Motivo de causa mayor

“En el AVE, la policía nos paró a todos preguntándonos el motivo por el que volvíamos. Tenía que ser de causa mayor”, cuenta Paula, quien llevaba un justificante de que su contrato se acababa este junio. “Estaba hecho a mano y el agente dudó un poco, pero también llevaba el justificante de la universidad, una planta y una silla de escritorio. Al final me creyó”, explica.

El viaje de regreso fue más complicado para Clara Sanz, estudiante de Ingeniería Civil. Tardó 15 horas en volver a casa desde Holanda. “Mi Erasmus acababa a finales de junio, pero cerraron la universidad y muchos de mis amigos comenzaron a marcharse”, indica la estudiante. “Cuando vi, a finales de abril, que iba para largo, decidí volver”, añade. No obstante, el camino de vuelta fue complicado, no había vuelos directos a Barcelona. “Cogí dos trenes hasta Ámsterdam, desde allí viajé a Frankfurt, luego a Barcelona para finalmente llegar hasta Tarragona”, relata.

Estudiantes extranjeros en la escuela de formación de Skoda / EP
Estudiantes extranjeros en la escuela de formación de Skoda / EP

Clases de madrugada

Quienes han decidido quedarse en Barcelona hasta nuevo aviso son los hermanos Talitha y Hugo Salcedo.

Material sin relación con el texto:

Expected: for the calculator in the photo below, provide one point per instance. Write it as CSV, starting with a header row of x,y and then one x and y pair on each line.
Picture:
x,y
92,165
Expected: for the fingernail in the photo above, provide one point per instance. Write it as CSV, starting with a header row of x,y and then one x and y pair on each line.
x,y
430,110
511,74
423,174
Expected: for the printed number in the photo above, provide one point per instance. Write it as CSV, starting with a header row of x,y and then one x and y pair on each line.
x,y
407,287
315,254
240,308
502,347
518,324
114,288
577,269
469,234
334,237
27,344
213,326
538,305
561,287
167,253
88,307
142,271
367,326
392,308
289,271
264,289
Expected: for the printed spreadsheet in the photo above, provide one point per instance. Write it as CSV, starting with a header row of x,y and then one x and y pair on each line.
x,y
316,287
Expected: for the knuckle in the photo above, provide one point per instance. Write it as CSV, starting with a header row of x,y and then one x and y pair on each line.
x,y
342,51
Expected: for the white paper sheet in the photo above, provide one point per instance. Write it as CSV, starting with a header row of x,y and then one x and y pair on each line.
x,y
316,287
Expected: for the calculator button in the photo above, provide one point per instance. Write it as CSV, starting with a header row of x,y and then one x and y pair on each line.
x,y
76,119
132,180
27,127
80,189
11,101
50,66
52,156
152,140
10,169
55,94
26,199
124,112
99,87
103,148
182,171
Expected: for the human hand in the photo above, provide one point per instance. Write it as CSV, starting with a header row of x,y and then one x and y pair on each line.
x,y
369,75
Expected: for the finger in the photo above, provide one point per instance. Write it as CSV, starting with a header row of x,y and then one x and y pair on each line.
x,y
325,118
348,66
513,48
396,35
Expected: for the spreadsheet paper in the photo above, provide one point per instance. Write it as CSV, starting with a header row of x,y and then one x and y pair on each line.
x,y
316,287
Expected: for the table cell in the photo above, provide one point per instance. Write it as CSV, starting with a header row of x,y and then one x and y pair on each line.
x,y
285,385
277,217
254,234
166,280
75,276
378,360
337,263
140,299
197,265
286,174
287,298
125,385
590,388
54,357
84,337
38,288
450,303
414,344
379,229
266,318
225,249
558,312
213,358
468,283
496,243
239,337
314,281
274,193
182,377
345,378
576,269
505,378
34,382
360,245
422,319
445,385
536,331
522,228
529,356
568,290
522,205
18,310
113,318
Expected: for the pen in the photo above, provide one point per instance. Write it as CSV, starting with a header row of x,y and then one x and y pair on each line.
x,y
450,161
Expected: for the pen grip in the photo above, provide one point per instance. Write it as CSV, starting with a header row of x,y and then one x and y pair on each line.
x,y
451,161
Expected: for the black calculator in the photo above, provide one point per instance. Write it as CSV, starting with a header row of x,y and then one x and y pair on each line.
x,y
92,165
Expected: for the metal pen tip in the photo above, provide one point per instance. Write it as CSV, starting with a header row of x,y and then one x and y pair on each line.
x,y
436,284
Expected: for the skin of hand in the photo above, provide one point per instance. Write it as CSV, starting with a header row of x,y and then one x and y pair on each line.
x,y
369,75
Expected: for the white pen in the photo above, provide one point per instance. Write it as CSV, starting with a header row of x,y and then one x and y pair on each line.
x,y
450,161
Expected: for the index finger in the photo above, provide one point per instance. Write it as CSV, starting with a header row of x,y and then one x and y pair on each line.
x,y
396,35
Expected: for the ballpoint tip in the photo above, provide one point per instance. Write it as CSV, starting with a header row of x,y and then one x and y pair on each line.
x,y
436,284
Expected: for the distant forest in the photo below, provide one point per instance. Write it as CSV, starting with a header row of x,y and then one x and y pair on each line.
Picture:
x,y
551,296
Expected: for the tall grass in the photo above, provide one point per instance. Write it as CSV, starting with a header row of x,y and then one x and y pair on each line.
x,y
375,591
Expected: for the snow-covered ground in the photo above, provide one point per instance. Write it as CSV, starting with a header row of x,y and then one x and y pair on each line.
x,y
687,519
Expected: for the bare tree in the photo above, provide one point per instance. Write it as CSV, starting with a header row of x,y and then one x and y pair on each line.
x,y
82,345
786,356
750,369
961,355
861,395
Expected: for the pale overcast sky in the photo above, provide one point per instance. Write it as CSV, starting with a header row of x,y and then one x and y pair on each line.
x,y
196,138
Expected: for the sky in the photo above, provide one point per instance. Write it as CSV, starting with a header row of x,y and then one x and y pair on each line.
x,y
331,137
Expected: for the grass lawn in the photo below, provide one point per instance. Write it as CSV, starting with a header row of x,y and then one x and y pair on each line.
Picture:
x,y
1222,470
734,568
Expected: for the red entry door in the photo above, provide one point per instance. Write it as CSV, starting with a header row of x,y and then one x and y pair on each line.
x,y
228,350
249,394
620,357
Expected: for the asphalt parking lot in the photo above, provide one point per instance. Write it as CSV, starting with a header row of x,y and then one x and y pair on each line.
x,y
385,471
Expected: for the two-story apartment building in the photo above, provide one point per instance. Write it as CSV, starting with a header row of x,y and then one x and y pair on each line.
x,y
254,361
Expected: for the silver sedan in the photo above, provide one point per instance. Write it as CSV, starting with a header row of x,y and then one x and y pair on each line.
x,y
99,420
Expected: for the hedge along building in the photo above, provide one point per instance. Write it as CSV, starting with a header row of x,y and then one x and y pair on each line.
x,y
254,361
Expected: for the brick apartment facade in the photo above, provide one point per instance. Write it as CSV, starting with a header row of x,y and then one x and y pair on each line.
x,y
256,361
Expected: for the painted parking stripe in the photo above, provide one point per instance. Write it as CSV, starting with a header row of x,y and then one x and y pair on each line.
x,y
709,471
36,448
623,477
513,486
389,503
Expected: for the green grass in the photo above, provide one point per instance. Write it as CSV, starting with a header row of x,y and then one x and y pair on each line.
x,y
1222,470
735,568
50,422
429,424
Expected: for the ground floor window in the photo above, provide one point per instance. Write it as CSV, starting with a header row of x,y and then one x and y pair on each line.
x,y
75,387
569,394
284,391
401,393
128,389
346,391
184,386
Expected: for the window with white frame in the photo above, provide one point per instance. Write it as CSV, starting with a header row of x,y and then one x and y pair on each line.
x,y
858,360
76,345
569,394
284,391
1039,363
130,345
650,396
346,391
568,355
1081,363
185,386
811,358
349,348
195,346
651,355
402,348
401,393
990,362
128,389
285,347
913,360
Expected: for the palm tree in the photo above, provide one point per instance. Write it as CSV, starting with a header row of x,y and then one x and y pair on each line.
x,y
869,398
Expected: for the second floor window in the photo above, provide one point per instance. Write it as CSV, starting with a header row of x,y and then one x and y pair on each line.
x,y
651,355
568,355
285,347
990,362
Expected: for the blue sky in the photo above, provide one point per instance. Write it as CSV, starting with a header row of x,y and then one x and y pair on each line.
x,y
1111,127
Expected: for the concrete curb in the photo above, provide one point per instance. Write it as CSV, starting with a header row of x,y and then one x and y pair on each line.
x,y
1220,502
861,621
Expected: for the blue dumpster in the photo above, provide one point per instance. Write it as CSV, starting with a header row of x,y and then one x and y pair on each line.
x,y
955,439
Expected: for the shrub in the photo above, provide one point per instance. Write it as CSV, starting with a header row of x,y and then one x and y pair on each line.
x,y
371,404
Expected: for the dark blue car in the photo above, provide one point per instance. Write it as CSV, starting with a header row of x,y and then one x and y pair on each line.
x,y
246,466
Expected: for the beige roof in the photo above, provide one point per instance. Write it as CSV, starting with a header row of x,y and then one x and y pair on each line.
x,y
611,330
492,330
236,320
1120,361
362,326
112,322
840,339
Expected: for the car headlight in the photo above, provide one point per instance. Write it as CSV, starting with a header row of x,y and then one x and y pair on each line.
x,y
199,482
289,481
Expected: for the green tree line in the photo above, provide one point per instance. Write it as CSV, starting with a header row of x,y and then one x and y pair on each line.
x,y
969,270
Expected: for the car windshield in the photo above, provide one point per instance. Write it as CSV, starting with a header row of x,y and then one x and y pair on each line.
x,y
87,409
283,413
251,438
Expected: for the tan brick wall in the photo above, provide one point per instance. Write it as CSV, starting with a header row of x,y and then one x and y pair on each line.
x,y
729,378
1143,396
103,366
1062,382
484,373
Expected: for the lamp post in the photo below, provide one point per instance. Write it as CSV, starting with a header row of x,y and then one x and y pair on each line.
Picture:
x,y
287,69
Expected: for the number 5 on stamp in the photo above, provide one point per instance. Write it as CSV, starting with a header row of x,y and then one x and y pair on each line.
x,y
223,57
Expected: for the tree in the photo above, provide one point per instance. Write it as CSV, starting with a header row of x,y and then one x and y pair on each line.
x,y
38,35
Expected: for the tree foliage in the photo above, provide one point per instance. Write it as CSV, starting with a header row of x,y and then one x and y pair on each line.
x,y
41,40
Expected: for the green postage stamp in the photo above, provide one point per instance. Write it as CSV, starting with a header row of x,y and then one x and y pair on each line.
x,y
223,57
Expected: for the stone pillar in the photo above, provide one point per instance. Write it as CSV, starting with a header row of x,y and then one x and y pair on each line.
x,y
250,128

Llegaron hace diez meses, ella para estudiar en la Escuela de Diseño y Moda y él en ESADE. “No he vuelto a casa porque para hacer las clases online tendría que levantarme a la una de la mañana y estar despierta hasta las siete”, explica Talitha, poco después de lamentar que la situación en Estados Unidos es peor que la española.

Con casi dos millones de infectados y más de cien mil muertos, el país norteamericano lidera el ránking mundial. Por otra parte, Hugo asegura que no se fue porque no sabía si podría volver a España en los próximos meses. De momento, al igual que cientos de estudiantes, los hermanos Salcedo se alegran de la llegada de la desescalada y prometen recordar con detalle haber pasado una cuarentena en un país extranjero.